Spectrophotometry-Based Assays
Figure 3 summarises the antioxidant responses observed for the microalgae species tested in the presence and absence of H2O2. Overall, lower activities were recorded across the assays for the treatments in which the stressor was added, except for R. violacea (Student t test, p < 0.001). R. violacea returned significantly higher values (185 and 210 µmol Trolox eq/g DW under control and H2O2 condition, respectively) compared to the other strains for the FC assay (ANOVA, F = 131, p < 0.001). It also returned the highest antioxidant response with the TEAC assay when exposed to H2O2 (13.6 to 42.6 µmol Trolox eq/g DW). However, its responses with the DPPH and TBARS assays were the lowest. The latter assay showed distinct responses among the five microalgae species tested. Notably, significantly greater levels of malondialdehyde were observed in the control treatment for A. carterae and the stress treatment for Diacronema sp. (ANOVA, F = 46, p < 0.001).
Pigment Analysis by HPLC–UV-DAD
The physiological response of the strains to oxidative stress was assessed in relation to pigments.

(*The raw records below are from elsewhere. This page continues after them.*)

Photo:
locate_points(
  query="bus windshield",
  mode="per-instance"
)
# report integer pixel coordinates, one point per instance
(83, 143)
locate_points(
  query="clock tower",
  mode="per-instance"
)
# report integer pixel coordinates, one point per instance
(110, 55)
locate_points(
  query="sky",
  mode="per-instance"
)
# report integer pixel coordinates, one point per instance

The H2O2 treatment typically caused a yield reduction of the major pigments in the strains tested (Fig. 4).
Chlorophyll a was detected in all the extracts, significantly more so for Diacronema sp., reaching 18.1 mg/g (ANOVA, F = 7, p < 0.005), while the chlorophyte B. submarina for the H2O2 treatment showed a doubling in chlorophyll b (up to 30.3 mg/g). β-carotene was also present in the extracts of the five strains tested, less in A. carterae and Stauroneis sp., but reaching up to 1.8 mg/g in B. submarina (ANOVA, F = 5, p = 0.001). Other carotenoids showed different responses to the H2O2 treatment. There was a 15-fold decrease in peridinin from 2.1 to 0.1 mg/g in A. carterae and significant reductions in the fucoxanthin yield of Diacronema sp. (3.8 to 0.3 mg/g) and lutein/zeaxanthin yield of B. submarina (1.3 to 0.5 mg/g) (Student t test, p > 0.05). However, H2O2 did not cause significant variations in the yields of fucoxanthin in Stauroneis sp. (0.7 mg/g) and zeaxanthin in R. violacea (0.8 mg/g).
FAME Analysis by Gas Chromatography-Mass Spectroscopy (GS-MS)
The FAME profile of the strains was determined for both the control and H2O2 treatments (Fig. 5). C16 and C18 were common to the five species analysed.
Under oxidative stress, A. carterae showed a dramatic reduction in C18 proportions (22 to 4%) concomitant to increases in C16, C16:3 and C18:1 (Student t test, p < 0.001). Compared to the control set, the H2O2 treatment caused in the chlorophyte B. submarina 10% and 5% increases in the relative proportions of C18 and C18:3, respectively, concomitant to decreases in the proportions of C20:5 (Student t test, p < 0.001). In Stauroneis sp., cell exposure to H2O2 caused an increase in the proportions of C18 (24%) (Student t test, p < 0.05). The H2O2 treatment showed for Diacronema sp. sharp increases in the proportions of C16 and C18 (32% and 20%, respectively), which were associated with decreases in C18:n (Student t test, p < 0.05). R. violacea showed an alteration of its FAME profile upon exposure to H2O2, the proportions of C16 decreasing from 50 to 30%, while C18 and C20:5 increased from 21 to 35% and 15 to 18%, respectively (Student t test, p < 0.01).
The H2O2 treatment caused a significant reduction in the proportions of EPA and/or DHA for A. carterae, B. submarina and Stauroneis sp. (Student t test, p < 0.01).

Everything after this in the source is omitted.